Fragmentos foram encontrados durante preparação de terreno para construção de refeitório

Publicado em 24 de março de 2019 às 07:00

 - Atualizado há 2 anos

. Crédito: Foto: Mauro Akin Nassor/CORREIO
. por Foto: Mauro Akin Nassor/CORREIO

Quatrocentos anos de vida são suficientes para guardar muitas histórias. A Quinta dos Padres, na Baixa de Quintas, em Salvador, guarda memórias de padres jesuítas que viveram lá por quase dois séculos, até que fossem expulsos pelo Marquês de Pombal. Também tem lembranças do período em que funcionou como leprosário, a partir do final do século XVIII, e como um centro de experimentação agrícola. Nos últimos 39 anos, tem guardado registros que contam milhares de histórias sobre a Bahia e o Brasil, desde que passou a funcionar como o Arquivo Público do Estado da Bahia (Apeb).

Agora, o chão onde foi erguido o prédio do século XVI, tombado como patrimônio histórico e cultural desde 1949, pode dizer ainda mais coisas – e, quem sabe, até trazer novas versões sobre a vida de quem passou por ali ou pela vizinhança. É que, em meio ao entulho retirado de uma parte do terreno, onde está sendo construído um anexo ao Arquivo, operários da obra acharam mais do que terra e pedras: o solo está recheado de fragmentos de peças dos séculos XVII ao XIX.

"São cerâmicas, tem grilhões, moedas de diversos períodos, outros tipos de ferramentas. Acredito que são objetos que datam dos séculos XVII ao XIX, mas a pesquisa é que vai dizer melhor", explica o arquiteto e urbanista Matheus Xavier, chefe de gabinete substituto da Superintendência do Instituto do Patrimônio Histórico e Artístico Nacional (Iphan) na Bahia. 

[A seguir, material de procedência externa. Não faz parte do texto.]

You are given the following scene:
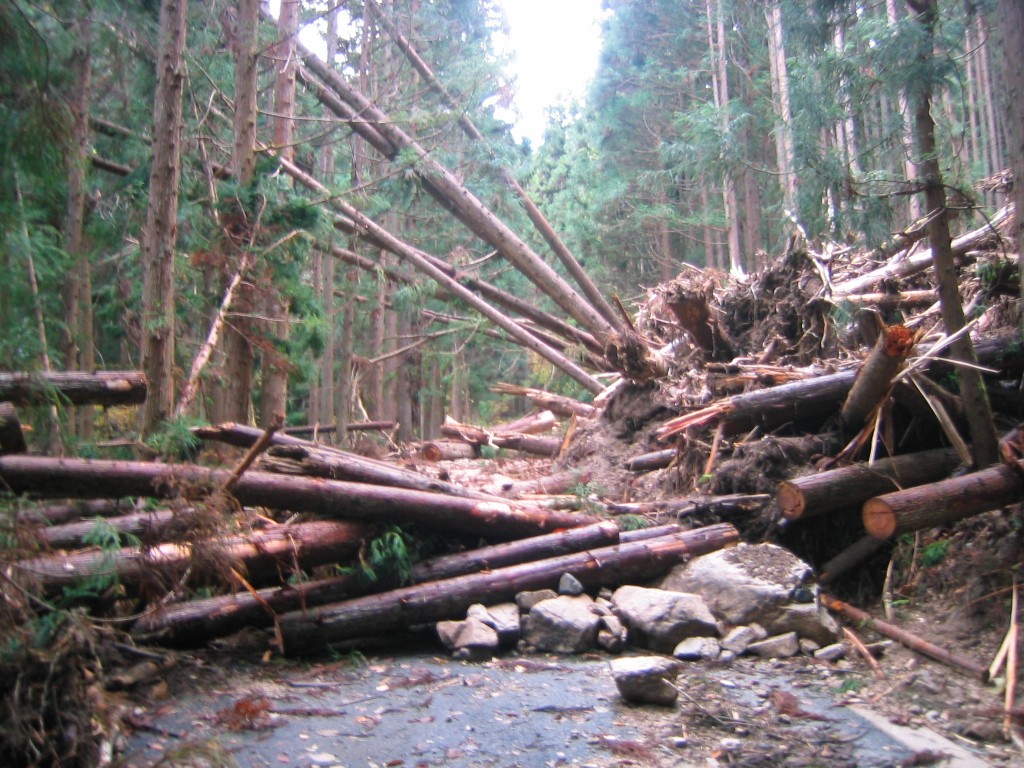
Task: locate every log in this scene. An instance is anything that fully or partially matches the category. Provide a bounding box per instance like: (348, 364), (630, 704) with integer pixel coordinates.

Para não deixar que os achados arqueológicos fossem descartados junto com o entulho, os próprios operários acionaram funcionários do Arquivo Público, que chamaram o Iphan. Nos dias 19 e 20 de fevereiro foram contadas 128 peças, entre elas estruturas metálicas grandes, cadeados, cachimbos, moedas. Depois, os achados se multiplicaram. São tantos fragmentos retirados do terreno que duas mesas do Arquivo não foram suficientes para guardá-los.

O jeito foi empilhar o material em baldes até que uma equipe de Arqueologia inicie os estudos sobre o material. Enquanto isso, os próprios funcionários separaram os vestígios por tipo. Sobre uma mesa, há pedaços de azulejos que, de acordo com a diretora do Apeb, Maria Teresa Matos, se assemelham com alguns que já faziam parte do antigo refeitório dos jesuítas.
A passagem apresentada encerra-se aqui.